NASA's 2013 robot prize. NASA has opened registration for its 2013 robot prize, the Sample Return Robot Challenge. This $1.5 million prize competition is all about developing robots that can survey and navigate difficult terrain and then grab a sample and return it to base. Ultimately this effort is about pushing education and also innovative robot design that could help future planetary rover design.
Pet-Proto, right at the top of this article, is but one machine in the DARPA robot challenge, and over at the Automaton blog there's a neat summary of some of the other entrants. They all have one thing in common, apart from a creepy "just like sci-fi" sensation that may worry nervous viewers. Most of them are more than a little bit human in design. Which means that among the various sorts of robots there are, they may be in the top class: Androids.
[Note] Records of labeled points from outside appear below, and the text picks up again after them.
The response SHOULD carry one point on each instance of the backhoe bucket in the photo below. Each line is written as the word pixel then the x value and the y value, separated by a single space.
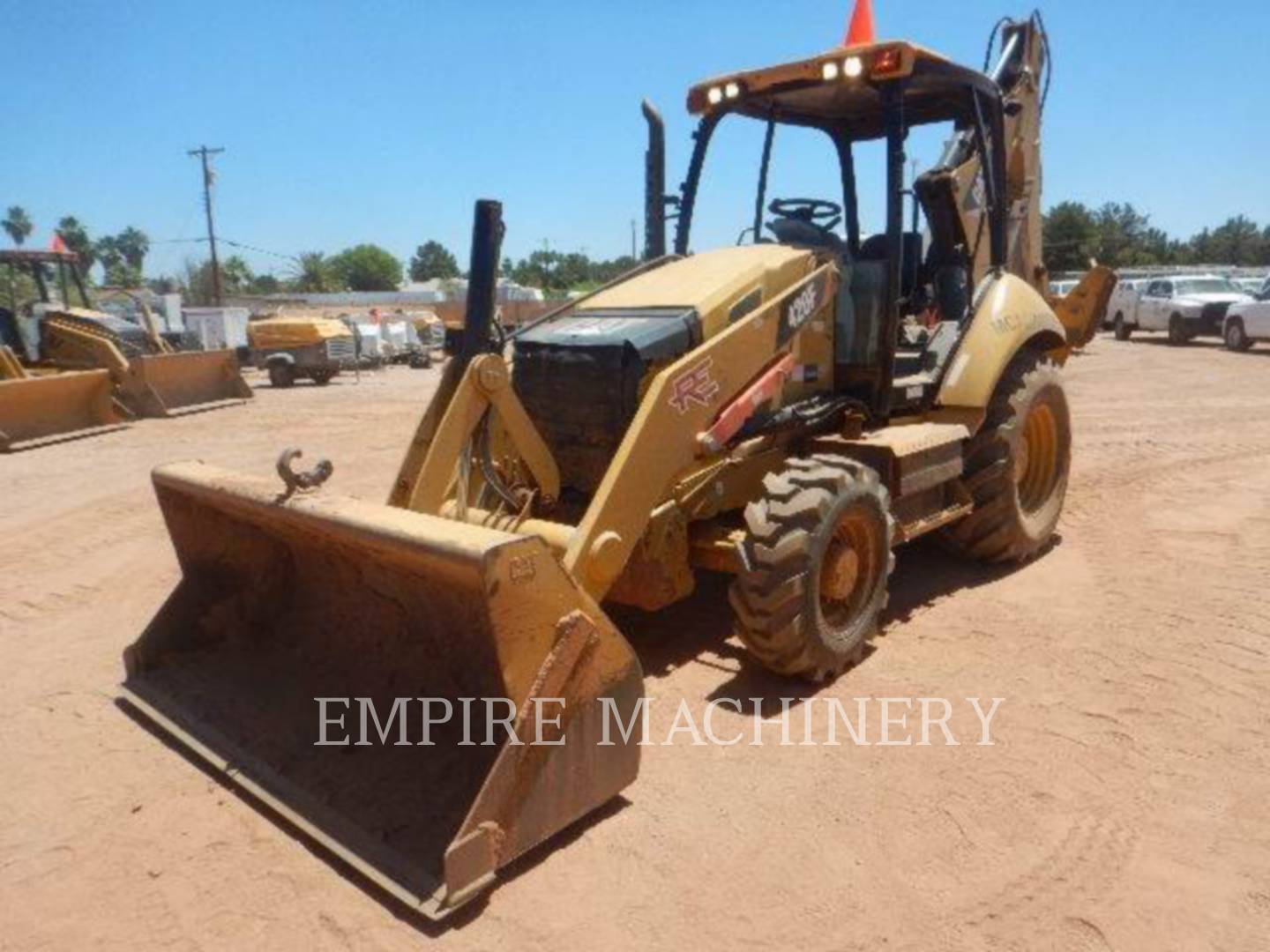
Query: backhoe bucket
pixel 288 600
pixel 169 385
pixel 1085 308
pixel 49 409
The entry led by Drexel University is a typical one. Based on a Hubo robot chassis, the Drexel entry is via collaboration with 10 partner schools, and each school is responsible for innovating part of the robot's design. It must be able to mount and dismount a vehicle, drive the vehicle, traverse rubble-strewn terrain by itself, shift debris, open doors, climb ladders, and use tools to tackle a technical task--all the while demonstrating serious autonomy in navigation and decision-making. Ultimately the robot will be a prototype for future machines that could work in hazardous situations, such as a reactor after a radiation leak or a chemical factory after a spill or a fire.
And that's where the human-like aspects of the robot come to the fore--it's effectively acting as a fireman in situations where you'd prefer not to risk a human life, if possible. Because such machines can be used in even more dangerous environs than humans can tolerate, they may make even better firemen than, well, men (under certain situations).
There are good reasons for making a robot look like a human. It starts with the fact that billions of us have, throughout our own history, been carefully transforming the world to be human-shaped. That means structures as diverse as cars and sidewalks, all the way down to homes and the tools we use at work and play. But we've also covered the world in human systems like roads and other transportation grids. And our human minds have a tendency to anthropomorphize almost anything...even as abstract a concept as a trash compacting robot stuck, alone, on an imaginary future earth--which means we may relate better to such machines.
And that's going to be crucial. Pet-Proto and some of his other DARPA peers may end up saving lives, but they're also very much like the famous robot from the Terminator movies. And Terminator himself plays on some deep human fears of things that look human but are implacably evil.
We've written a bit about trusting robots before, but this time we're going to end TWiB with a question: Could you trust a home butler-bot that's as inhuman as mObi, or would you find it easier to trust a more C-3PO-like machine like Pet-Proto? It's worth pondering because it seems progress toward making an android is proceeding faster than you may have possibly imagined.